Now, 270 businesses, banks, advocacy groups and public retirement funds are pushing back. Two of the nation's largest state pension programs — the $306 billion California State Teachers Retirement System and the $242 billion New York State Common Retirement Fund — were among signatories to a "Freedom to Invest" initiative launched March 23 by the investor advocacy network Ceres.
The signatories urged federal and state lawmakers to protect their fiduciary duties and ability to make investment decisions that best serve their shareholders and beneficiaries for the long term.
Boston Trust Walden Co., Trillium Investments LLC, Franklin Templeton, a subsidiary of Franklin Resources Inc., and several other financial firms joined the effort.
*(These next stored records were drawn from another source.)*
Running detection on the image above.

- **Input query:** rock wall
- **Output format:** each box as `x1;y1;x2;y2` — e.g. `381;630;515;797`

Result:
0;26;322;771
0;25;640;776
"When you're an investor, you have something old-fashioned and a really important thing to do, and it's called fiduciary duty," Anne Simpson, global head of sustainability for the asset management firm Franklin Templeton, said at a Ceres media briefing. "We're trying to take care of close to $1.4 trillion. That's not our money; it belongs to the people who put their trust in us. There is no situation in which we can ... ignore something that might be relevant to risk or return."
The initiative was unveiled at Ceres' three-day flagship conference held in New York City and comes as red states escalate their criticism of ESG policies. A week earlier, 19 Republican governors issued a statement pledging to "protect individuals from the ESG movement that threatens the vitality of the American economy."
Even so, some Republican-led states have already pulled back or revised their ESG restriction bills after learning they could result in millions of dollars in losses for state taxpayers and pension savers.
A chilling effect
At the opening night of the Ceres conference, leaders of several major banks and asset managers mingled at a reception, but their company names were absent from the initial list of signatories — an indication that the ESG debate has had an impact.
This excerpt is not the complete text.